Recently launched eBay Neighborhoods is a hot topic in the blogosphere. Going beyond its member forums, eBay lovers passionate about brands, products, trends and celebrities and eBay sellers can interact and write product reviews, comment on items for sale, provide buyer guides and add pictures to Neighborhoods.
Since it's new, I didn't expect there to be a whack of online retailers/brands being represented yet, but I did find one for Juicy Couture.
I was expecting to see a Threadless Neighborhood, as this site has always had a loyal social-media-savvy following. And because of Threadless t-shirts' collect-ability and trade-ability, I thought a Threadless eBay community would rock. So I suggested the group which is currently pending approval by the eBay powers that be. Unlike most social networks that allow users to create groups instantly, eBay gets the final say. Although many might criticize them for taking this approach, I think this can help prevent the over-saturation problem that Facebook Groups currently has. Even a search for "Hold Me Closer Tony Danza" groups in Facebook delivers a page-full of options! So to build truly valuable community, it's better to have all the fans in one Threadless Neighborhood rather than a "string" of 'hoods in my opinion.

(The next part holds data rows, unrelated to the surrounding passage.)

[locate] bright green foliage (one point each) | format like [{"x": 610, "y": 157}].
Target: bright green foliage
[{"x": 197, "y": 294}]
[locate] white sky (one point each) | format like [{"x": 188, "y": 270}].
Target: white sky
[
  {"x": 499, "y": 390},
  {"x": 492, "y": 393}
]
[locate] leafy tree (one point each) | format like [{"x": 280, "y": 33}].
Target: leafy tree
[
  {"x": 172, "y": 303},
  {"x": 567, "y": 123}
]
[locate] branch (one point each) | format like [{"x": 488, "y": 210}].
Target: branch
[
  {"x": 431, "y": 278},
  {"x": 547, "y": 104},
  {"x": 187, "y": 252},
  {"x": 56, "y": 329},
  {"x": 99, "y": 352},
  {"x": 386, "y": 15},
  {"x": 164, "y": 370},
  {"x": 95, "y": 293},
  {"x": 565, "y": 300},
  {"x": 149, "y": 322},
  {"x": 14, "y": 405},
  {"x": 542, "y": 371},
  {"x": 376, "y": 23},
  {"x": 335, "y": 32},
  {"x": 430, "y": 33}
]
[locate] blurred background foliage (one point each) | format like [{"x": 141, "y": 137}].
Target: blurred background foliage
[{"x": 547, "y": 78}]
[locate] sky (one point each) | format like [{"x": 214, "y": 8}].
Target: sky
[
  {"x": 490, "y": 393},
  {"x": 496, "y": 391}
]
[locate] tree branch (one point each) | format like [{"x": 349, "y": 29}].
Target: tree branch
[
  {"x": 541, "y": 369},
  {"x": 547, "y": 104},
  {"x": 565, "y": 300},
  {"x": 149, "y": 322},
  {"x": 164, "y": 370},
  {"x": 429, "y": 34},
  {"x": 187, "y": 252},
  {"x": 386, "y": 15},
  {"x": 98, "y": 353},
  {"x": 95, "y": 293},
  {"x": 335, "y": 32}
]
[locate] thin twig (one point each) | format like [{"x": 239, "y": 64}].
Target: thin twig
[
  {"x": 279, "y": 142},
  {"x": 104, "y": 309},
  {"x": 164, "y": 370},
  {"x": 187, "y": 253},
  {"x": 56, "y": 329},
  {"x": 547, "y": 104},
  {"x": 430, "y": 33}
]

How can etailers get in on the action? Even if you don't use an eBay store as a marketing channel, you can join a community and submit product guides with a user account (linking to your website at the top of the article, of course). For example, an automobile accessory vendor could easily contribute a guide to the Car Audio community. "How To Spot A Juicy Couture Handbag" is an example of seller-contributed content in Juicy's Neighborhood. Notice that "How to Spot a Fake Louis Vuitton Handbag" shows up on the Juicy Couture group's page as well, so you can get some mileage out of one guide with exposure across many relevant communities. However, your placement in results may depend on your guide's relevance to the group and your buyer/seller account's authority (feedback score and overall participation in eBay).
Many online retailers who have forayed into MySpace to build community may find eBay Neighborhoods more marketing friendly, as eBay was built for commerce, while MySpace was originally intended for non-commercial socializing. Are eBay Neighborhoods' moderators online retailer friendly? Time will tell, I'll be keeping my eye on it.